In conversation I am impassioned, and oppose what I deem error with an eagerness which is often mistaken for personal asperity; but I am ever so swallowed up in the _thing_ said that I forget my _opponent_.

Such am I." The Rev.Leapidge Smith, in his "Reminiscences of an Octogenarian," remembered him as "a tall, dark, handsome young man, with long, black, flowing hair; eyes not merely dark, but black, and keenly penetrating; a fine forehead, a deep-toned, harmonious voice; a manner never to be forgotten, full of life, vivacity, and kindness; dignified in person and, added to all these, exhibiting the elements of his future greatness."[1] Hazlitt, in "My First Acquaintance with Poets" (a paper that every student of Coleridge's life and poetry should read), describing him as he appeared on his visit to Hazlitt's father at Wem in 1798, says: "His complexion was at that time clear, and even bright.
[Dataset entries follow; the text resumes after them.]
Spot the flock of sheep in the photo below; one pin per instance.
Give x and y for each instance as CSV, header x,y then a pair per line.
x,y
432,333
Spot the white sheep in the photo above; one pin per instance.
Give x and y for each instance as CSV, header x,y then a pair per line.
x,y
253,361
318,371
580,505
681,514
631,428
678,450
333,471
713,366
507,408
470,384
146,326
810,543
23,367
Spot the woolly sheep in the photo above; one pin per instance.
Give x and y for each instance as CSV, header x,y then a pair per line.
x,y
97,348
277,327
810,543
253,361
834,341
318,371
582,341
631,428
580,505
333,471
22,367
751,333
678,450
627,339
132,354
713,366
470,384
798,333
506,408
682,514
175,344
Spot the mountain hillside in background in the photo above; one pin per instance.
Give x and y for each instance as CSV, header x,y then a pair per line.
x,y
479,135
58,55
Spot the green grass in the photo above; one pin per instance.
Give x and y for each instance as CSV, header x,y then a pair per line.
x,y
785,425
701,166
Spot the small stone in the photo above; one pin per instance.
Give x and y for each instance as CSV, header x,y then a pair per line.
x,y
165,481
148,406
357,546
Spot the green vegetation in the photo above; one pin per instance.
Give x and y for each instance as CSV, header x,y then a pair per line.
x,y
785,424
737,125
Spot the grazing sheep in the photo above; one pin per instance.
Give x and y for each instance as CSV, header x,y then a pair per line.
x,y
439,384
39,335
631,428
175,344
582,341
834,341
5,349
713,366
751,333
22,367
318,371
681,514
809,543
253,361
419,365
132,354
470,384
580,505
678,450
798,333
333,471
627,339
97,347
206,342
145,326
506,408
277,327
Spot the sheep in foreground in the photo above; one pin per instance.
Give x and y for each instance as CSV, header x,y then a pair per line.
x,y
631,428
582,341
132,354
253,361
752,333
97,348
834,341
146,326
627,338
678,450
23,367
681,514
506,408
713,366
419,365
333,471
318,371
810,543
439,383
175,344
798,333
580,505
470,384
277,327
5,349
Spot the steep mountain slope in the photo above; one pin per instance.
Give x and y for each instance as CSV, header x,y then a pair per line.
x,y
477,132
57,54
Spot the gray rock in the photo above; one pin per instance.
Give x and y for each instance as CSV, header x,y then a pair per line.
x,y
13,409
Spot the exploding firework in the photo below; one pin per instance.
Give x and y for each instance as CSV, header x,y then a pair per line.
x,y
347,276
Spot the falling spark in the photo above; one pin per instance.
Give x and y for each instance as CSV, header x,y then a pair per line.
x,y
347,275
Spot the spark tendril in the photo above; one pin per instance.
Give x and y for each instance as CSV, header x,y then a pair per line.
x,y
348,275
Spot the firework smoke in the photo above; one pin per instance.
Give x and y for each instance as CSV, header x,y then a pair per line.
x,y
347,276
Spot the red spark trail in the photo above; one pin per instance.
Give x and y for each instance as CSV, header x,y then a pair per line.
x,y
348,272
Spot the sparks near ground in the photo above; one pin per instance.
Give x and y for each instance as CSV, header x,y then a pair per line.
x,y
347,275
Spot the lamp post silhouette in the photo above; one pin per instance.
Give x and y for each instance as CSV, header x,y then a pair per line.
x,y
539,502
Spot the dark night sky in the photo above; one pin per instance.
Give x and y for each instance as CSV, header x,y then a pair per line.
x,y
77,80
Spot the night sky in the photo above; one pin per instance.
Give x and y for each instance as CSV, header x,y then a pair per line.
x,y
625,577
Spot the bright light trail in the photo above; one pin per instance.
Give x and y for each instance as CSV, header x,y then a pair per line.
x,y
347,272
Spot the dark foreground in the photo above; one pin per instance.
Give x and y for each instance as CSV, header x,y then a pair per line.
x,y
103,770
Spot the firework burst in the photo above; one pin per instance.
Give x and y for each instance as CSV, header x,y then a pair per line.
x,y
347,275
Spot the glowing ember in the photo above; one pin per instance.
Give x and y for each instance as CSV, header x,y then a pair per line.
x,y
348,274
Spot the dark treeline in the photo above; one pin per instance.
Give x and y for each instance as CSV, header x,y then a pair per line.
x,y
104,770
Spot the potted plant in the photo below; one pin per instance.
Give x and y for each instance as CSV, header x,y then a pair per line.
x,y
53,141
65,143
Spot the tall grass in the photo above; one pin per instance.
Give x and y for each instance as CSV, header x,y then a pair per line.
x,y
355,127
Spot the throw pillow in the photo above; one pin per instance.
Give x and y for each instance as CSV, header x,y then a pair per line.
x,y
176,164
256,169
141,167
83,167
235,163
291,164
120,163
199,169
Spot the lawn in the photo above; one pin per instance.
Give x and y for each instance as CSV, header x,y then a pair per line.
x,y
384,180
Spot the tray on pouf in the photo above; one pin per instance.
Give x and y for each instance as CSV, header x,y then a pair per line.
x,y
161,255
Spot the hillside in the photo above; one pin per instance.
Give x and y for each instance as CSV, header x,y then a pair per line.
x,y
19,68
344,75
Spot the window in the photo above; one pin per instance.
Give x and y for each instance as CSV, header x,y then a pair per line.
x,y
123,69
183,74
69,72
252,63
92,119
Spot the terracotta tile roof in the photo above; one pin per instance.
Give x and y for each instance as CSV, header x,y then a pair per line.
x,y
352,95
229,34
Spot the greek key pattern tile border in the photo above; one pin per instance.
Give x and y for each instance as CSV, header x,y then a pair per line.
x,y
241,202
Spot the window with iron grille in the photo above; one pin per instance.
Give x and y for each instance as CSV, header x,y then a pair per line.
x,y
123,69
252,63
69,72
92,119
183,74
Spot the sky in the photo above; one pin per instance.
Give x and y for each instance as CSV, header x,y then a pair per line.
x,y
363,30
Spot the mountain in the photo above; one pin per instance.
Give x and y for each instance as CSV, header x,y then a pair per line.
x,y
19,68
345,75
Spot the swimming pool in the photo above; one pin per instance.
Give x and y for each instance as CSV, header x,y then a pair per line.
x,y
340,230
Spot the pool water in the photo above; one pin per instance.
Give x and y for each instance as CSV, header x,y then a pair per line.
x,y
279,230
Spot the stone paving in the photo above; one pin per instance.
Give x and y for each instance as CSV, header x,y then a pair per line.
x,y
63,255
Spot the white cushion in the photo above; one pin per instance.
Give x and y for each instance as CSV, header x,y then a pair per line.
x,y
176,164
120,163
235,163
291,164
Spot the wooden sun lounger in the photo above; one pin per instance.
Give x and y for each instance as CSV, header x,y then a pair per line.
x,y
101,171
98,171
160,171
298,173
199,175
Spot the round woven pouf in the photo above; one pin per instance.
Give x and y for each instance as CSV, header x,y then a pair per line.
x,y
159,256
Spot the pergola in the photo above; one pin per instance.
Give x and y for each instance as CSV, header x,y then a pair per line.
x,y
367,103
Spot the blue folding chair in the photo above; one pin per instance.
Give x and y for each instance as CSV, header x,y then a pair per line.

His forehead was broad and high, light as if built of ivory, with large projecting eyebrows, and his eyes rolling beneath them like a sea with darkened lustre....

His mouth was gross, voluptuous, open, eloquent; his chin good-humored and round, but his nose, the rudder of the face, the index of the will, was small, feeble, nothing--like what he has done." And Dorothy Wordsworth (to close with a contemporary and sympathetic impression) set him down in her journal after their first meeting at Racedown thus: "He is a wonderful man.